One lovely morning as I was clambering around the desert - and feeling pretty comfortable because I was back in Coon Bluff - I found myself caught between two bands. I'd been doing my thing, keeping a safe distance of 30-50 feet, and tucking myself away behind the foliage so I wouldn't disturb the horses, when the stallion in the image above trotted towards me. He was so beautiful in the morning light! I kept kept shooting, not paying much attention to the fact that most of the time, wild horses move away from people, not towards them. As I rotated and stepped back to keep the stallion in the frame, he paused for a majestic second, with a fierce glance at his band.
And then, as he kept trotting forward, I realized that I was caught between two bands of horses. My safety zone of 30-50 feet had eroded to 15. The stallion, a faded chestnut with dun-colored hind quarters, headed right towards the stallion of the other band. This potential marauder was creamy white with a luxurious charcoal mane. I had a brief internal struggle at this point but personal safety trumped artistic vision. I relocated - out of harm's way but with a direct line of sight to the stallions.
The muscular chestnut stallion sent the white stallion on his way with barely a nip, and the confrontation was over in seconds.
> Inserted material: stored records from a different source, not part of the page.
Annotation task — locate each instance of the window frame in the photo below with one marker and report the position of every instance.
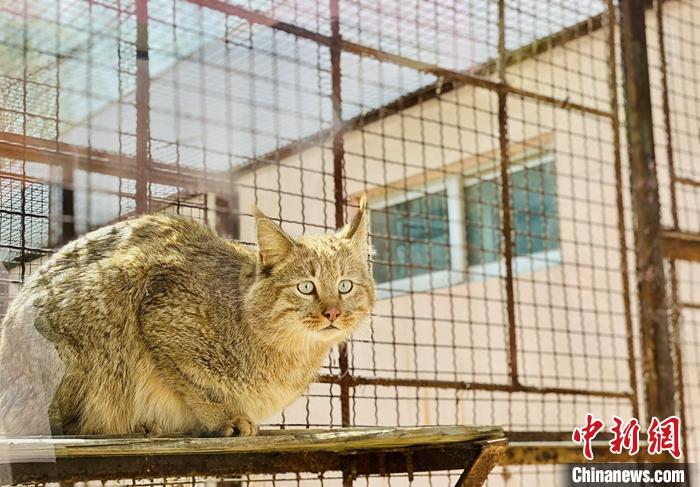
(459, 270)
(432, 279)
(532, 262)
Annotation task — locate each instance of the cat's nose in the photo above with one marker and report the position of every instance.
(331, 313)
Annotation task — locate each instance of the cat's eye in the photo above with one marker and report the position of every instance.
(306, 287)
(345, 286)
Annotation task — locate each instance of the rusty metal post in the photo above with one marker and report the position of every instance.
(339, 197)
(143, 132)
(620, 206)
(658, 367)
(505, 194)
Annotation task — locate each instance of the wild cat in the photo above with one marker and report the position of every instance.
(157, 324)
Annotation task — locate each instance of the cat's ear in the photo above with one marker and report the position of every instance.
(358, 228)
(273, 244)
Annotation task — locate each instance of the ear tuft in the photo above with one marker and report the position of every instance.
(357, 230)
(273, 244)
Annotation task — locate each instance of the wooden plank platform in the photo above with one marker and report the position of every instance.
(353, 451)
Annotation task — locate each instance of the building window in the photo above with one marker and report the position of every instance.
(452, 231)
(534, 216)
(411, 238)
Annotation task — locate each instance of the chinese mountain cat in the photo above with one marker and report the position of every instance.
(158, 325)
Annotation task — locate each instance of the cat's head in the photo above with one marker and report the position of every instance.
(315, 288)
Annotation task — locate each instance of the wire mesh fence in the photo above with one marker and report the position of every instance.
(486, 135)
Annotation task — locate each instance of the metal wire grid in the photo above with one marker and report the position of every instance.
(299, 107)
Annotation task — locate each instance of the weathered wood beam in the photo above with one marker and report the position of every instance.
(360, 451)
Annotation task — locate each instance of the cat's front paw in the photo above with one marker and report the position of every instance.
(238, 427)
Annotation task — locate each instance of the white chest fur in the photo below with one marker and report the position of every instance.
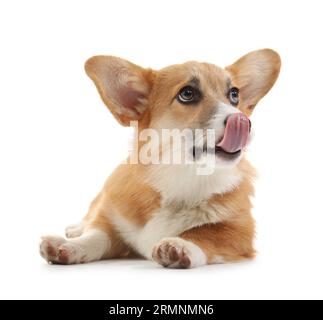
(184, 206)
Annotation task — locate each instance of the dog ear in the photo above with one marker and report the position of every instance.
(254, 74)
(123, 86)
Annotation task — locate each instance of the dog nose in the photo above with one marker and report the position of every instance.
(226, 120)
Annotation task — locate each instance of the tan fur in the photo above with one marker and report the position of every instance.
(135, 93)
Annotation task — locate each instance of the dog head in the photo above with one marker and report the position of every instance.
(193, 96)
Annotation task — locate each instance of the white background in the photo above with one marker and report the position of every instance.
(58, 143)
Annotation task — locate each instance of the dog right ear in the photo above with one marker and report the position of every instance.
(123, 86)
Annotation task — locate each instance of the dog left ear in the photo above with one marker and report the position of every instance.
(254, 74)
(123, 86)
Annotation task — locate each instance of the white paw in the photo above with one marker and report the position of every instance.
(55, 249)
(178, 253)
(74, 230)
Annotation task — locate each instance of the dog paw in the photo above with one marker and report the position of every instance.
(57, 250)
(178, 253)
(74, 230)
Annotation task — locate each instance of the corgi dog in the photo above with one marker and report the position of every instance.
(185, 213)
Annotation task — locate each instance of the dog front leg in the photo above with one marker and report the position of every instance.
(207, 244)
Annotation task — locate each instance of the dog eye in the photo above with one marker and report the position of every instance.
(233, 96)
(188, 95)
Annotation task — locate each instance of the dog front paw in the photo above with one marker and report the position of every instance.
(57, 250)
(178, 253)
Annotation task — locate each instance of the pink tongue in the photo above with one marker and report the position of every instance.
(236, 133)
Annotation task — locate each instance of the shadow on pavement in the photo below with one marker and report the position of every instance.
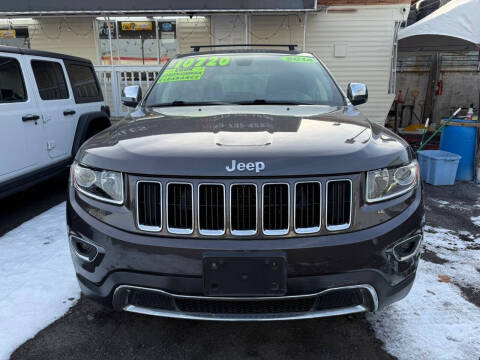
(90, 331)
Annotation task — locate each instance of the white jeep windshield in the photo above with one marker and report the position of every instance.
(244, 79)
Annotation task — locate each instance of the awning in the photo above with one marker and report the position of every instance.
(454, 26)
(52, 7)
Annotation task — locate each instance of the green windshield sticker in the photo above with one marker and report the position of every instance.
(299, 59)
(172, 75)
(191, 68)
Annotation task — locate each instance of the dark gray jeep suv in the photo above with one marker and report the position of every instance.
(245, 186)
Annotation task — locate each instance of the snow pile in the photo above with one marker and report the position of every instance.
(37, 279)
(435, 321)
(475, 220)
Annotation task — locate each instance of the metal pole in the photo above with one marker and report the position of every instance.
(118, 43)
(96, 36)
(246, 29)
(110, 40)
(305, 18)
(157, 40)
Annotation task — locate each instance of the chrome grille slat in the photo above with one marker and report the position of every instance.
(180, 208)
(149, 205)
(243, 209)
(211, 209)
(307, 207)
(339, 204)
(206, 202)
(276, 208)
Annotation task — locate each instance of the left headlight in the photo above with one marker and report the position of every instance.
(384, 184)
(103, 185)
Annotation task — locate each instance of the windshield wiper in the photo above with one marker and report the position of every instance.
(270, 102)
(186, 103)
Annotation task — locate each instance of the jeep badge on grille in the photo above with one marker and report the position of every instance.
(256, 166)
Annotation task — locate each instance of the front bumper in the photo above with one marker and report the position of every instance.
(168, 271)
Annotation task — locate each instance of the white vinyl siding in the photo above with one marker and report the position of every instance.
(195, 31)
(72, 36)
(364, 32)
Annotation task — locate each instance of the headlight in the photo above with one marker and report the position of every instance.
(387, 183)
(102, 185)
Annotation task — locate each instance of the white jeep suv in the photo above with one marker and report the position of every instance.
(49, 105)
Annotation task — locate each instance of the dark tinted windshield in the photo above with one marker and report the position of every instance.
(245, 79)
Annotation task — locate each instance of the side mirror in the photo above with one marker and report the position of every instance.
(131, 95)
(357, 93)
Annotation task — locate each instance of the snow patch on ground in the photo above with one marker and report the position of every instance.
(37, 279)
(435, 321)
(475, 220)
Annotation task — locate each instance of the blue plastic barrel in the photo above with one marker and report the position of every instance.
(461, 140)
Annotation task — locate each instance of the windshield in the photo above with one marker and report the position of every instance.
(244, 79)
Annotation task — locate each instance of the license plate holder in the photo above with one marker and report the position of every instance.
(245, 274)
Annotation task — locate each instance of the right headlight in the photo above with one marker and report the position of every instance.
(103, 185)
(384, 184)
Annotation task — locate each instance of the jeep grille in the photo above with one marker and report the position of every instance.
(339, 200)
(244, 209)
(180, 208)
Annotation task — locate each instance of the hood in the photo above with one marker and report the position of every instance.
(224, 141)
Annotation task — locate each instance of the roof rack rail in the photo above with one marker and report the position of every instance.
(291, 47)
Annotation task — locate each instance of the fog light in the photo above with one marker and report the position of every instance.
(408, 248)
(83, 249)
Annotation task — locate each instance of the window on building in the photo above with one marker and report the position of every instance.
(50, 80)
(12, 87)
(84, 83)
(137, 41)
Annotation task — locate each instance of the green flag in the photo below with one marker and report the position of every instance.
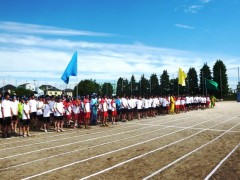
(210, 84)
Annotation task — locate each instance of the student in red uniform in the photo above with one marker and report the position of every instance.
(87, 111)
(6, 109)
(114, 111)
(104, 108)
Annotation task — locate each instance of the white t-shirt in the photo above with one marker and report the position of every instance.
(26, 108)
(59, 109)
(139, 104)
(124, 103)
(0, 110)
(6, 105)
(15, 108)
(33, 105)
(46, 110)
(40, 105)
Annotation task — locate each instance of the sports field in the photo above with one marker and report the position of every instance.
(195, 145)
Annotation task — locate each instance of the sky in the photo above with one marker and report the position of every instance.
(115, 38)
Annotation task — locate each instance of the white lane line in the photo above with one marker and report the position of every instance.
(150, 125)
(186, 155)
(221, 162)
(54, 140)
(77, 150)
(150, 152)
(61, 134)
(127, 147)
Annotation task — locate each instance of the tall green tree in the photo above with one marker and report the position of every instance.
(205, 73)
(193, 81)
(220, 76)
(164, 84)
(143, 86)
(87, 86)
(107, 89)
(154, 85)
(133, 86)
(119, 90)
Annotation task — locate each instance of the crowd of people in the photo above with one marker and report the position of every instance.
(19, 115)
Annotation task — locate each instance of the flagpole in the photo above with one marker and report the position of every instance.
(205, 86)
(221, 81)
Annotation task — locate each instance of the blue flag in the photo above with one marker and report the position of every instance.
(71, 69)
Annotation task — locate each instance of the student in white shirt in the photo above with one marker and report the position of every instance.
(40, 105)
(26, 118)
(15, 114)
(46, 115)
(139, 107)
(6, 109)
(59, 111)
(33, 110)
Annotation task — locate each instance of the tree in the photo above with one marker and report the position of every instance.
(154, 85)
(193, 81)
(205, 72)
(87, 86)
(164, 83)
(20, 91)
(119, 90)
(220, 76)
(133, 86)
(107, 89)
(143, 86)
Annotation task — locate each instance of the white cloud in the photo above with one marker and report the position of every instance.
(47, 30)
(193, 9)
(184, 26)
(205, 1)
(30, 57)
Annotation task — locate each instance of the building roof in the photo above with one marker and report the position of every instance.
(48, 88)
(8, 87)
(68, 90)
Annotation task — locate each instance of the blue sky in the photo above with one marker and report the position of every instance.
(115, 38)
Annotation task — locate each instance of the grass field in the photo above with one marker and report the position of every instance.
(195, 145)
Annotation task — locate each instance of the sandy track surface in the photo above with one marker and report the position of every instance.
(193, 145)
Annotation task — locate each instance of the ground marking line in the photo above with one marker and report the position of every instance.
(62, 134)
(186, 155)
(150, 152)
(221, 162)
(63, 145)
(174, 126)
(77, 150)
(54, 140)
(100, 155)
(85, 148)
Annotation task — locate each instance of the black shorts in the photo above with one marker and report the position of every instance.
(46, 119)
(26, 122)
(52, 115)
(33, 115)
(7, 121)
(14, 118)
(58, 118)
(40, 117)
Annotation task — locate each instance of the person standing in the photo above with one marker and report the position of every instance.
(26, 118)
(87, 111)
(6, 116)
(15, 115)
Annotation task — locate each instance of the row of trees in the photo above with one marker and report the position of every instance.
(163, 85)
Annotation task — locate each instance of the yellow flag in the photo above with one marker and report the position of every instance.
(181, 77)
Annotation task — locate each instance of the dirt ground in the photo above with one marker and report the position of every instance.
(182, 146)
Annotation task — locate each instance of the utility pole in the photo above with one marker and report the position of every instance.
(221, 81)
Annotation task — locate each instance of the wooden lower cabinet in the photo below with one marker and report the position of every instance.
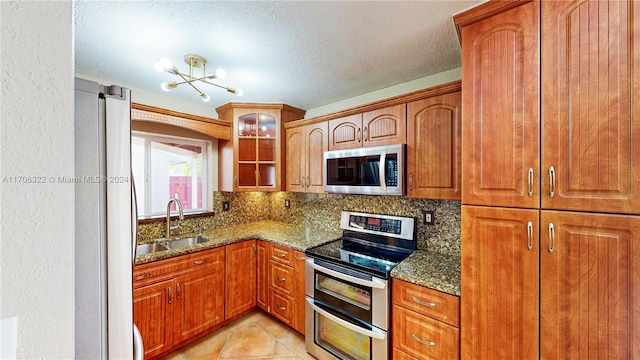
(425, 323)
(240, 277)
(154, 317)
(262, 274)
(177, 299)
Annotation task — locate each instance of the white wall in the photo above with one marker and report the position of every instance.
(36, 132)
(404, 88)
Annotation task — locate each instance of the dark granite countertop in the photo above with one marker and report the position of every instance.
(293, 236)
(430, 269)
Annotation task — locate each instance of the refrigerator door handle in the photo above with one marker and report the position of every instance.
(134, 219)
(138, 344)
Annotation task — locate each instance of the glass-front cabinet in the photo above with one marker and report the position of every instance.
(252, 160)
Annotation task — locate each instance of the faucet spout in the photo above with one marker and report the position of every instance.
(180, 216)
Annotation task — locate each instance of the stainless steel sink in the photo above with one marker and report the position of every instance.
(186, 241)
(145, 249)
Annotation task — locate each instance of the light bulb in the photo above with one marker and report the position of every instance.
(221, 74)
(166, 63)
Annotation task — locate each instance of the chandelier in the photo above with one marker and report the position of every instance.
(194, 61)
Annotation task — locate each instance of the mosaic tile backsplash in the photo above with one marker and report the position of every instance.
(322, 211)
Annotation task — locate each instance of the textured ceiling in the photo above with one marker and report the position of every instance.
(304, 53)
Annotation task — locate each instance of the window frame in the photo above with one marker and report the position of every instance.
(207, 172)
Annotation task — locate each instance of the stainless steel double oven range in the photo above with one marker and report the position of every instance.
(348, 289)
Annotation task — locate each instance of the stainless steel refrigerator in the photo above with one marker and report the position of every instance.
(105, 222)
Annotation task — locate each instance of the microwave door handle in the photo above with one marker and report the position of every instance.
(339, 275)
(383, 164)
(374, 333)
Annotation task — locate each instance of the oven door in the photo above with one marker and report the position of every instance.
(350, 292)
(330, 335)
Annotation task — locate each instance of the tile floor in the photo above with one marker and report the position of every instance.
(256, 335)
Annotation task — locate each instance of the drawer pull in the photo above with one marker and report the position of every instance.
(430, 343)
(200, 262)
(144, 276)
(422, 302)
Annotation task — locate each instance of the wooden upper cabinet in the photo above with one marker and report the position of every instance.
(501, 116)
(305, 152)
(240, 276)
(590, 109)
(373, 128)
(499, 287)
(590, 286)
(252, 160)
(433, 147)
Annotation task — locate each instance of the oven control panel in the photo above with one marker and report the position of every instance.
(394, 226)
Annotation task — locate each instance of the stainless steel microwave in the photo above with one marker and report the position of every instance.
(370, 171)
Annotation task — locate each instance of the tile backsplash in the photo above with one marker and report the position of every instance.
(323, 211)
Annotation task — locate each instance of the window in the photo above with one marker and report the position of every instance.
(167, 167)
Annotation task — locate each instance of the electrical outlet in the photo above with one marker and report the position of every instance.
(427, 216)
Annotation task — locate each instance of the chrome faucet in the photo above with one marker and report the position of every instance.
(180, 216)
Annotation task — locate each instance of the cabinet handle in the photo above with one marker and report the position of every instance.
(552, 181)
(552, 238)
(200, 262)
(530, 182)
(430, 343)
(144, 276)
(422, 302)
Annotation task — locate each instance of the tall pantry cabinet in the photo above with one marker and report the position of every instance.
(551, 182)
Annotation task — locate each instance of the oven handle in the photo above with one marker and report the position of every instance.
(339, 275)
(375, 333)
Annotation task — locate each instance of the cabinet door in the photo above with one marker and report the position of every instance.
(296, 156)
(500, 298)
(153, 314)
(433, 147)
(501, 116)
(240, 275)
(317, 142)
(590, 286)
(345, 133)
(385, 126)
(591, 115)
(262, 297)
(298, 291)
(199, 302)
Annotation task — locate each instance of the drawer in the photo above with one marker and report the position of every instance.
(400, 355)
(282, 277)
(282, 307)
(281, 254)
(432, 303)
(423, 337)
(152, 272)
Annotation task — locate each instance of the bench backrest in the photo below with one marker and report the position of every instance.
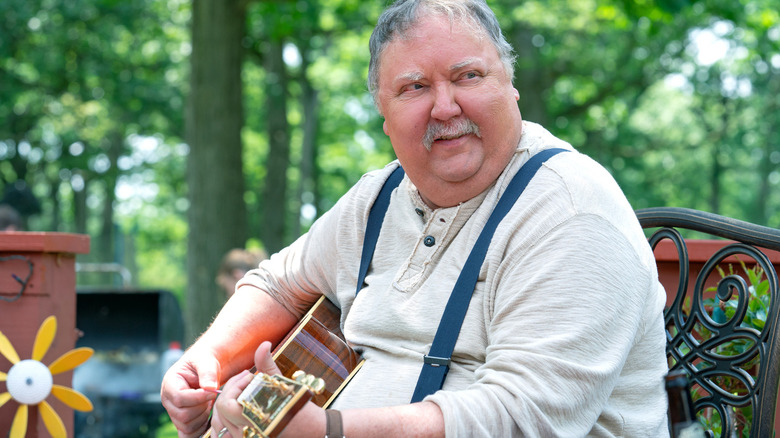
(724, 337)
I can't say that I wanted them to rear up on their hind legs and clash violently but if it had happened, I certainly wouldn't have minded capturing a few images of it...!
A little while later, the chestnut stallion sent me on my merry way too, clacking his jaw and braying. It was clear that he was done with me and I headed back to the car for a snack.
Planning a trip to photograph the Salt River horses?
Here's a bit of planning advice:
- Book a cabin at the Saguaro Lake Ranch. It's the most centrally located place to stay near the horses, plus the staff is friendly and there are no phones or TVs. WiFi is available but spotty. There's really nothing to do but enjoy nature. You'll LOVE it.
- The Ranch will provide breakfast and if you let them know you'll be out photographing the horses, they'll keep a plate warm for you, just in case you don't make it back before breakfast ends. I often didn't so it was nice that they were watching out for me.
- The Ranch will also pack you a lunch if you like. You can eat dinner there as well, but that needs to be booked when you reserve your room.
- On your way to the ranch, before you leave Mesa, stop at Basha's to pick up fruits, cheese, jerky, crackers, wine etc. It's 30 minutes to the Ranch from this point, so you'll want to have some quick meals that are easy to carry in your pockets. There's a fridge in your cabin to keep everything cold.
- Buy your Tonto Passes. A Tonto Pass enables you to park in the Tonto National Forest recreation areas. If you're not a local with a yearly pass, pick up a $6 pass for each day that you'll be in the area. Leave it in your car on your dash while you're shooting and remember to put out a new one every morning. The passes are good for 24 hours. You validate them by scratching off the date and time of your arrival day.
- If you're going in the winter, like I did, pack long-sleeved shirts, a light-weight fleece, hiking pants, cowboy boots or hiking boots, wool socks and a light-weight jacket with lots of pockets. In the early morning chill, you might want a hat, half gloves and a scarf but as the sun rises, the air warms up quickly.
- You could bring a small, light-weight camera bag with you but keep in mind that you'll be squeezing through fences and between cholla. A bag might just get in the way while capacious jacket pockets will keep everything you need at your fingertips. I stashed my big camera bag in the trunk of my car so that extra camera bodies and lenses were available as a back up if I needed them.
- Carry a few of your photography business cards. You'll probably meet other photogs in the desert but you probably won't have a notebook and pen with you. Having a card stashed in one of your pockets so you can share your contact info and stay in touch after you head home.